昏睡了整整两日,段谨之于傍晚时分睁开双眼,眼前突然袭来一阵刺目的光亮让他不由的眯着眼,西斜的阳光洒在身上,是一种很舒服的温暖。挣扎着坐起身子,环顾四下,是一种很奇怪的感觉------这个地方倒像来过似地,可就是怎么也想不起到底是哪里。胸腔的伤痛让他忍不住咳嗽了一下,可这一咳却引起了一阵更为剧烈的疼痛。他吃力的弯着腰,俯首看到身下这块巨大的石床和上面铺的虎皮褥子,再想想方才头顶上的那片阳光,还有这岩洞……他恍惚记起那日与丝竹在五里亭喝酒时,丝竹对他讲过的幽居,瞬时,他像清醒了似地,转而却又变的糊涂起来,“难道是她带我来的这里?这怎么可能?自白马寺那一战,只怕我们往后再无情义可讲了,她又怎会无故出手救我?不过若非是她的话,那又是谁带我来的这里?这里又是哪里?”这样乱七八糟的想着,段谨之只觉得,头与胸口的伤一样疼。

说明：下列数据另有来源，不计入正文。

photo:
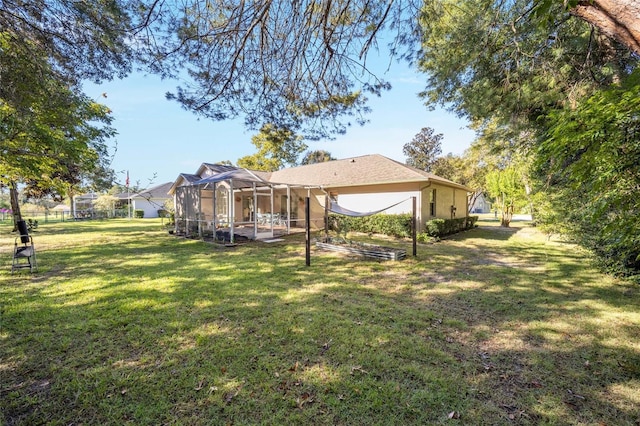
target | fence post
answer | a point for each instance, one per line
(307, 221)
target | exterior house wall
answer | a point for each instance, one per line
(150, 207)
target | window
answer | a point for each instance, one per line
(432, 202)
(222, 204)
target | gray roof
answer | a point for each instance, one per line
(365, 170)
(372, 169)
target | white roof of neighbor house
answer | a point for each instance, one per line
(159, 191)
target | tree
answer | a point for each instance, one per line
(276, 147)
(318, 156)
(498, 62)
(50, 136)
(517, 75)
(423, 149)
(507, 190)
(617, 19)
(300, 65)
(83, 40)
(588, 164)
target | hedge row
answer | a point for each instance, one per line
(442, 227)
(398, 225)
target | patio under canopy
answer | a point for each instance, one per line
(238, 204)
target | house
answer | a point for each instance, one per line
(151, 200)
(226, 199)
(479, 203)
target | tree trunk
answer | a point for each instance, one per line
(15, 205)
(618, 19)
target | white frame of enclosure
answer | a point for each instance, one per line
(199, 216)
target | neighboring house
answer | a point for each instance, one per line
(480, 203)
(259, 204)
(151, 200)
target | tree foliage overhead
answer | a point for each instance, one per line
(82, 39)
(424, 149)
(51, 137)
(588, 163)
(297, 64)
(276, 148)
(317, 156)
(550, 88)
(498, 61)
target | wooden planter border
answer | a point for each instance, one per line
(364, 250)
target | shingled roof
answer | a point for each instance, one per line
(372, 169)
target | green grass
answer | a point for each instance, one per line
(125, 324)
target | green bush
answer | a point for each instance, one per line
(442, 227)
(397, 225)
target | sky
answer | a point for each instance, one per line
(157, 139)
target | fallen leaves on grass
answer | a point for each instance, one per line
(305, 398)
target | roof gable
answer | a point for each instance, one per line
(365, 170)
(372, 169)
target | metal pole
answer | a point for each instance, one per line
(307, 221)
(413, 228)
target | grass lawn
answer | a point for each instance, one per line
(125, 324)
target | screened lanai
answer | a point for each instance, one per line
(237, 204)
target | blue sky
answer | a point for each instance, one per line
(156, 136)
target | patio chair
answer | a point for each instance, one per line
(24, 252)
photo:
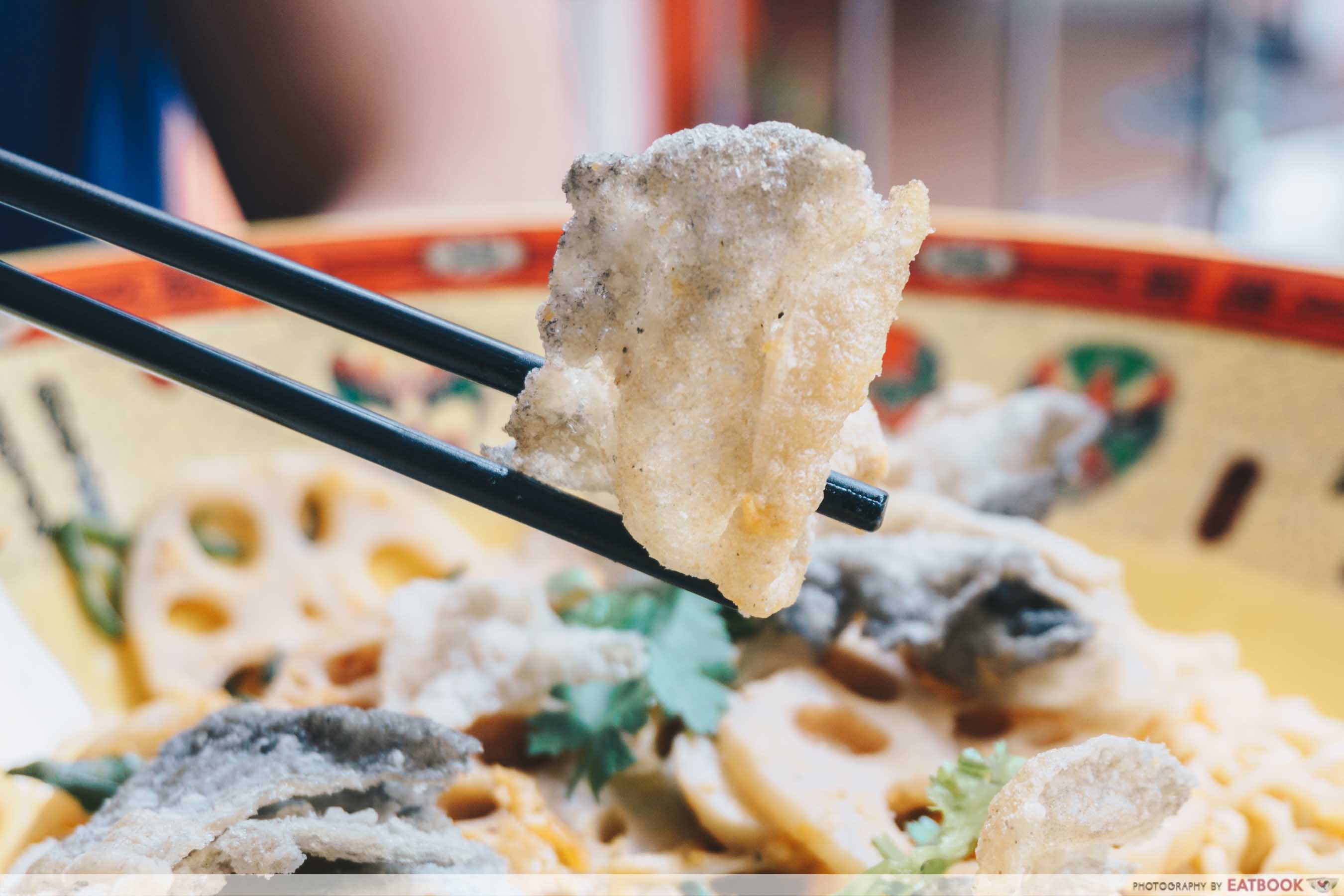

“吆!还真没死啊?看来我师兄可是手下留情了。从他剑诀七式底下活着出来的,你可是为数不多的一个,往后见人了江湖上的那些庸人,这也可以成为你吹捧的资本。”话说的很不友善,而且极尽嘲讽。

段谨之闻言往洞口方向望去,只见丝竹身着一袭浅绿色及地长裙,依着岩壁双手环胸,人就站在洞口,但由于洞内较暗而洞口的光线又太过强烈,段谨之逆着光芒无法看清她脸上的神情。

“是你?”段谨之还是试探的问了一句。

“当然是我!不然你以为谁还有本事能不惊动四下,悄无声息的把你带上这苍狼山?”

“苍狼山?这里是…….咳咳咳…..”段谨之受了刺激,剧烈的咳了起来。

“对!苍狼山!你说这武林盟主的儿子,堂堂的段谨之段大公子要是神不知鬼不觉的死在这里………江湖上会乱成什么样子?”言语间满是挑衅的味道。

“你…..你是不是杀了我宋伯伯?”段谨之突然想起他倒下的最后一刻是在丝竹的利剑前,他闭着眼睛艰难的问出这个不想去问却又不得不问的问题。

“对!我杀了他,我不仅杀了他,还将他碎尸万段!”丝竹愤恨的咬牙切齿道。

“哼!如此说来,你反倒是没有得手了。”段谨之也挑衅道。

“还不是因为你,突然冒出来坏我的事,不如我今日先在你身上捅几个窟窿,以泄我心头之恨。”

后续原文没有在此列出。